Lots of Trouble with MindAlign These Days

chat.jpg

We use MindAlign in the Shop to have a secure chat environment, such as it is. Over the last few days, it's been problematic to say the least. Today, in fact, they have narrowed down the problem to a global corporate loss of DNS due to MindAlign.

I am not going to bad mouth MindAlign, it's a package that the corporation has picked, and we're going to use it. Period. But today when I came into work I noticed (again) that almost all my production applications (servers and services) had one core/CPU hammering away doing seemingly nothing - but very very fast.

I found that once again we were having MindAlign problems and I decided that this morning I'd dig into the problem and find out why they were all spinning like mad. The first step on that path was to get a few stack dumps, and it's a lot easier to do that in Java than it is in C++, so I did a few thread dumps on an afflicted Java app and after three of them, it because pretty clear where the problem was - in the BKIRCProtocol object. That's the thing that talks to the IRC server, which is the core of MindAlign.

It appeared that the IRC protocol was trying to throw an EOFException because the socket was not returning any data, and was, in fact returning an error code indicating that it wasn't all there anymore. The problem was, that at the higher level, where the EOFException was being caught, I was assuming that the socket was closed - which is why I'd get the EOF condition in the first place. By making that assumption, a socket with an indeterminate state talking to the MindAlign server was "there", but not "there enough".

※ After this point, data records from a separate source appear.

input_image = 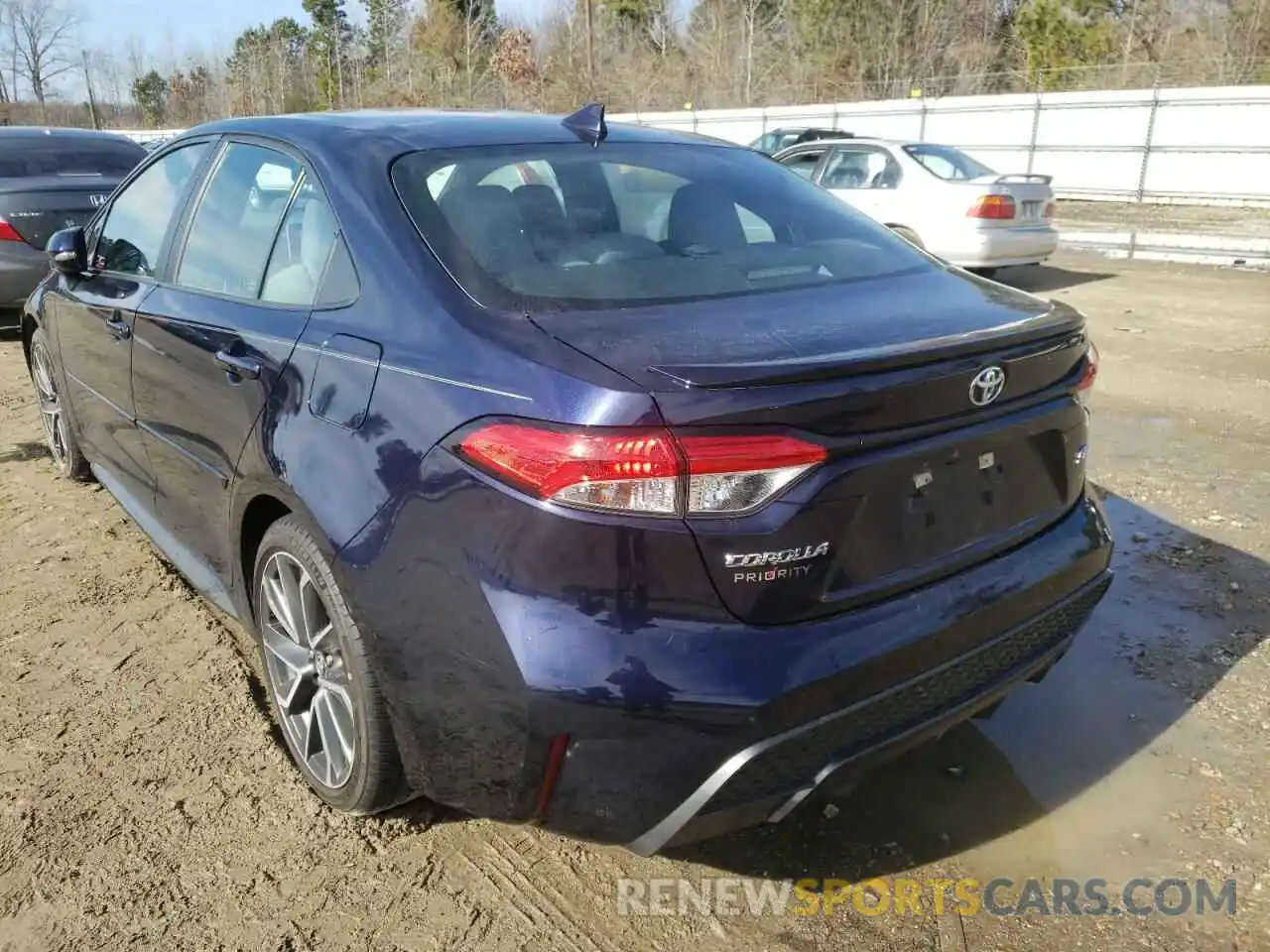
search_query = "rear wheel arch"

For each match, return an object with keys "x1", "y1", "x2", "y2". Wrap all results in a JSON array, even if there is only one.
[{"x1": 886, "y1": 222, "x2": 926, "y2": 249}]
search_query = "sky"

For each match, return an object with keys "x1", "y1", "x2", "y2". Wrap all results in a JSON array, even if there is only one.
[{"x1": 81, "y1": 0, "x2": 572, "y2": 60}]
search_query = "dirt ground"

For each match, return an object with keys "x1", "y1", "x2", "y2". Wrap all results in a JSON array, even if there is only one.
[
  {"x1": 1057, "y1": 198, "x2": 1270, "y2": 239},
  {"x1": 0, "y1": 254, "x2": 1270, "y2": 952}
]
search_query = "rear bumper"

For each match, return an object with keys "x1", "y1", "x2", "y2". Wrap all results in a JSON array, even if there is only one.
[
  {"x1": 347, "y1": 473, "x2": 1112, "y2": 853},
  {"x1": 640, "y1": 572, "x2": 1111, "y2": 856},
  {"x1": 0, "y1": 241, "x2": 49, "y2": 310},
  {"x1": 931, "y1": 225, "x2": 1058, "y2": 268}
]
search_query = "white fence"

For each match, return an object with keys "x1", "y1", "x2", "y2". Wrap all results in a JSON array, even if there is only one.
[
  {"x1": 608, "y1": 86, "x2": 1270, "y2": 207},
  {"x1": 111, "y1": 86, "x2": 1270, "y2": 207}
]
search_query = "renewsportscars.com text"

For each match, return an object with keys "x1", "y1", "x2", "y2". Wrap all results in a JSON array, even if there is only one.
[{"x1": 616, "y1": 877, "x2": 1235, "y2": 916}]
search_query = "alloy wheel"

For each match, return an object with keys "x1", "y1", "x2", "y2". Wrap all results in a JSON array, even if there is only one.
[
  {"x1": 31, "y1": 341, "x2": 69, "y2": 470},
  {"x1": 259, "y1": 552, "x2": 358, "y2": 788}
]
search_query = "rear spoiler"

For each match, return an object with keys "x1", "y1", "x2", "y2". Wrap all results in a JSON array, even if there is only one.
[{"x1": 993, "y1": 172, "x2": 1054, "y2": 185}]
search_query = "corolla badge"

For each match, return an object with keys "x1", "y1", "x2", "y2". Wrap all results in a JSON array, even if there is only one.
[
  {"x1": 722, "y1": 542, "x2": 829, "y2": 581},
  {"x1": 970, "y1": 366, "x2": 1006, "y2": 407}
]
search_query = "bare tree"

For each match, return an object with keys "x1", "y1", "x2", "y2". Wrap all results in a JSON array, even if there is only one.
[{"x1": 5, "y1": 0, "x2": 83, "y2": 115}]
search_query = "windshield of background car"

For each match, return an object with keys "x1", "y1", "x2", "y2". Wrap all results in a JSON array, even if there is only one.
[
  {"x1": 391, "y1": 142, "x2": 935, "y2": 312},
  {"x1": 0, "y1": 137, "x2": 146, "y2": 178},
  {"x1": 904, "y1": 145, "x2": 997, "y2": 181}
]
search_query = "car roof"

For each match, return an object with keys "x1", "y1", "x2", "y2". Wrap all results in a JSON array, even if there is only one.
[{"x1": 186, "y1": 108, "x2": 739, "y2": 151}]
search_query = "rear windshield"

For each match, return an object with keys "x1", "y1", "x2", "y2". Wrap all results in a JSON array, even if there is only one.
[
  {"x1": 0, "y1": 136, "x2": 146, "y2": 178},
  {"x1": 391, "y1": 142, "x2": 934, "y2": 312},
  {"x1": 904, "y1": 145, "x2": 997, "y2": 181}
]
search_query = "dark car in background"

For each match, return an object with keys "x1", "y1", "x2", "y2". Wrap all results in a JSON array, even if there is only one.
[
  {"x1": 23, "y1": 109, "x2": 1112, "y2": 853},
  {"x1": 0, "y1": 126, "x2": 146, "y2": 327}
]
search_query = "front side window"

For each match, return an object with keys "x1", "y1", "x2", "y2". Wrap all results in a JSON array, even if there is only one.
[
  {"x1": 0, "y1": 136, "x2": 146, "y2": 178},
  {"x1": 260, "y1": 178, "x2": 345, "y2": 307},
  {"x1": 177, "y1": 142, "x2": 303, "y2": 298},
  {"x1": 391, "y1": 142, "x2": 934, "y2": 312},
  {"x1": 904, "y1": 144, "x2": 996, "y2": 181},
  {"x1": 92, "y1": 142, "x2": 207, "y2": 277},
  {"x1": 821, "y1": 147, "x2": 899, "y2": 189}
]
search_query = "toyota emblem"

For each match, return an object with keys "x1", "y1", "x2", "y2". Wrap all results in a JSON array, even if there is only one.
[{"x1": 970, "y1": 367, "x2": 1006, "y2": 407}]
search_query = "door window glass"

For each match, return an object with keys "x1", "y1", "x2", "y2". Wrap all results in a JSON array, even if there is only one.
[
  {"x1": 260, "y1": 178, "x2": 339, "y2": 305},
  {"x1": 177, "y1": 142, "x2": 301, "y2": 299},
  {"x1": 92, "y1": 142, "x2": 207, "y2": 277}
]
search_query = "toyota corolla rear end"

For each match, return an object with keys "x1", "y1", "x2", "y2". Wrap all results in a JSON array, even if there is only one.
[
  {"x1": 345, "y1": 128, "x2": 1111, "y2": 853},
  {"x1": 903, "y1": 142, "x2": 1058, "y2": 268}
]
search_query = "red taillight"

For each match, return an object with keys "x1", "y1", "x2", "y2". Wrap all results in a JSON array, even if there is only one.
[
  {"x1": 458, "y1": 422, "x2": 826, "y2": 516},
  {"x1": 1076, "y1": 340, "x2": 1099, "y2": 403},
  {"x1": 966, "y1": 195, "x2": 1015, "y2": 221}
]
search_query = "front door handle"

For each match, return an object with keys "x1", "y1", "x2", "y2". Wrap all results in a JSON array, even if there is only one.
[
  {"x1": 216, "y1": 350, "x2": 260, "y2": 380},
  {"x1": 105, "y1": 311, "x2": 132, "y2": 340}
]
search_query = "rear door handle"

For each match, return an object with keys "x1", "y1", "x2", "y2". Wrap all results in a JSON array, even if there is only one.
[
  {"x1": 214, "y1": 350, "x2": 260, "y2": 380},
  {"x1": 105, "y1": 311, "x2": 132, "y2": 340}
]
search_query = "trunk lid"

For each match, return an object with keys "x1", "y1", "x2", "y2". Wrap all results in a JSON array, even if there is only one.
[
  {"x1": 536, "y1": 271, "x2": 1085, "y2": 625},
  {"x1": 0, "y1": 174, "x2": 119, "y2": 250}
]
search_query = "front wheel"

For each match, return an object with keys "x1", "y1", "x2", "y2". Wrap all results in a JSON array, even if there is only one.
[
  {"x1": 253, "y1": 516, "x2": 404, "y2": 813},
  {"x1": 31, "y1": 327, "x2": 92, "y2": 482}
]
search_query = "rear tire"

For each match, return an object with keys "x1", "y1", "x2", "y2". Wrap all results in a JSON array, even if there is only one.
[
  {"x1": 251, "y1": 516, "x2": 405, "y2": 813},
  {"x1": 890, "y1": 225, "x2": 926, "y2": 250},
  {"x1": 28, "y1": 327, "x2": 92, "y2": 482}
]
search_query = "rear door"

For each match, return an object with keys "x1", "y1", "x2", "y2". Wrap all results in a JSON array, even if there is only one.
[
  {"x1": 133, "y1": 140, "x2": 336, "y2": 584},
  {"x1": 49, "y1": 141, "x2": 209, "y2": 507}
]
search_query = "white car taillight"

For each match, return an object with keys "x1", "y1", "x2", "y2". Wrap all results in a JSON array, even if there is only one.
[{"x1": 458, "y1": 421, "x2": 828, "y2": 516}]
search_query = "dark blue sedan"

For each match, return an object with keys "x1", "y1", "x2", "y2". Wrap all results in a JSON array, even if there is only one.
[{"x1": 23, "y1": 108, "x2": 1111, "y2": 853}]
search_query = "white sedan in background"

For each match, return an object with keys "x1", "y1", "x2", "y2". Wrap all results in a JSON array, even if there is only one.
[{"x1": 772, "y1": 137, "x2": 1058, "y2": 276}]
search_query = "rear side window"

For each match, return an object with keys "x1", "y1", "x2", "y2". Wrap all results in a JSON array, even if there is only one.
[
  {"x1": 904, "y1": 144, "x2": 996, "y2": 181},
  {"x1": 0, "y1": 136, "x2": 146, "y2": 178},
  {"x1": 177, "y1": 142, "x2": 302, "y2": 299},
  {"x1": 391, "y1": 142, "x2": 934, "y2": 312},
  {"x1": 92, "y1": 142, "x2": 207, "y2": 277}
]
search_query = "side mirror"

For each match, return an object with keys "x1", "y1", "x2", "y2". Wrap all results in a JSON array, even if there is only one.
[{"x1": 45, "y1": 228, "x2": 87, "y2": 278}]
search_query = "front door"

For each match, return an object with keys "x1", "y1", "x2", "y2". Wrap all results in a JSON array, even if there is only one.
[
  {"x1": 818, "y1": 144, "x2": 901, "y2": 225},
  {"x1": 132, "y1": 141, "x2": 335, "y2": 585},
  {"x1": 54, "y1": 142, "x2": 207, "y2": 507}
]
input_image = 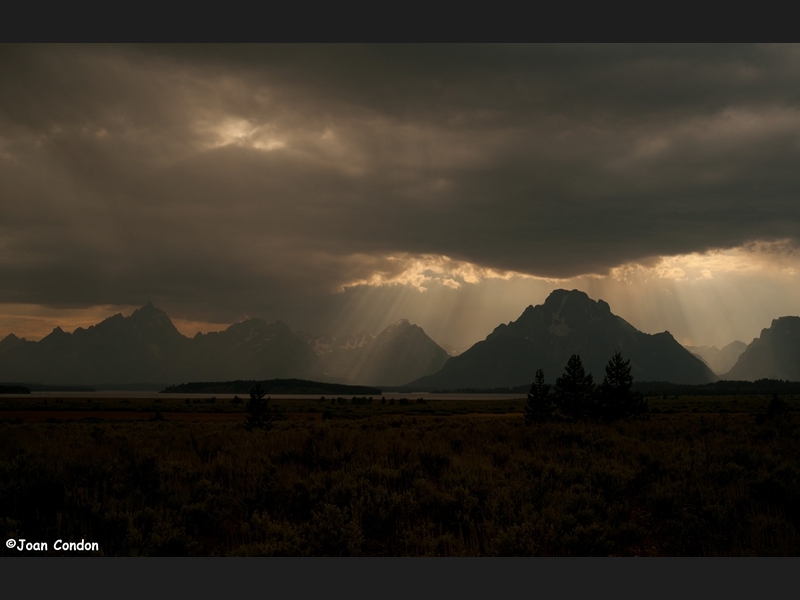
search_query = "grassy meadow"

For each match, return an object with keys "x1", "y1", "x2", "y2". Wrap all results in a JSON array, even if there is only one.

I put in an explicit disconnect() on the socket connection and that should take care of things. Simple one-line fix (with an accompanying 10 line comment to say why it's being done. Then I was on to the C++ version.

Thankfully, the code is very similar, but the socket communications isn't. But I dug into the code about the same spot - a socket that's almost dead, but returning that it's still connected even though it's not returning any data. What I found was code that looked like this:

  // now read up to the "\n" NEWLINE that the IRC server sends
  if (!error) {
    retval = mCommPort.readUpToNEWLINE();
  }

where readUpToNEWLINE() should return only when a line is received from the IRC server terminated in a NEWLINE (\n) character. The problem was, it was returning an empty string and that was all I needed to know. If it returns nothing, then the only acceptable reason is that there was a timeout. So, check for that, and all other conditions cause us to disconnect from the server and on the next pass, a new connection will be created.

Something like this:

  // now read up to the "\n" NEWLINE that the IRC server sends
  if (!error) {
    retval = mCommPort.readUpToNEWLINE();
    /*
     * It's possible that the data is empty - but the only way for
     * that to be acceptable is for a timeout to have occured. So,
     * if the data is empty and a timeout *didn't* occur, then we
     * need to disconnect this guy and the next pass through, we'll
     * be able to connect again and set things up properly - we
     * hope.
     */
    if (retval.empty() && (errno != ERR_READ_TIMEOUT)) {
      disconnect();
    }
  }

At this point, I think I have the MindAlign issues under control. There's still the issues with the corporate servers, etc., but I can't do anything about them, and we'll just have to wait for them to get fixed up properly by the support teams. It's just nice to have these fixes into BKit and CKit so that I won't get bitten by this problem in the future.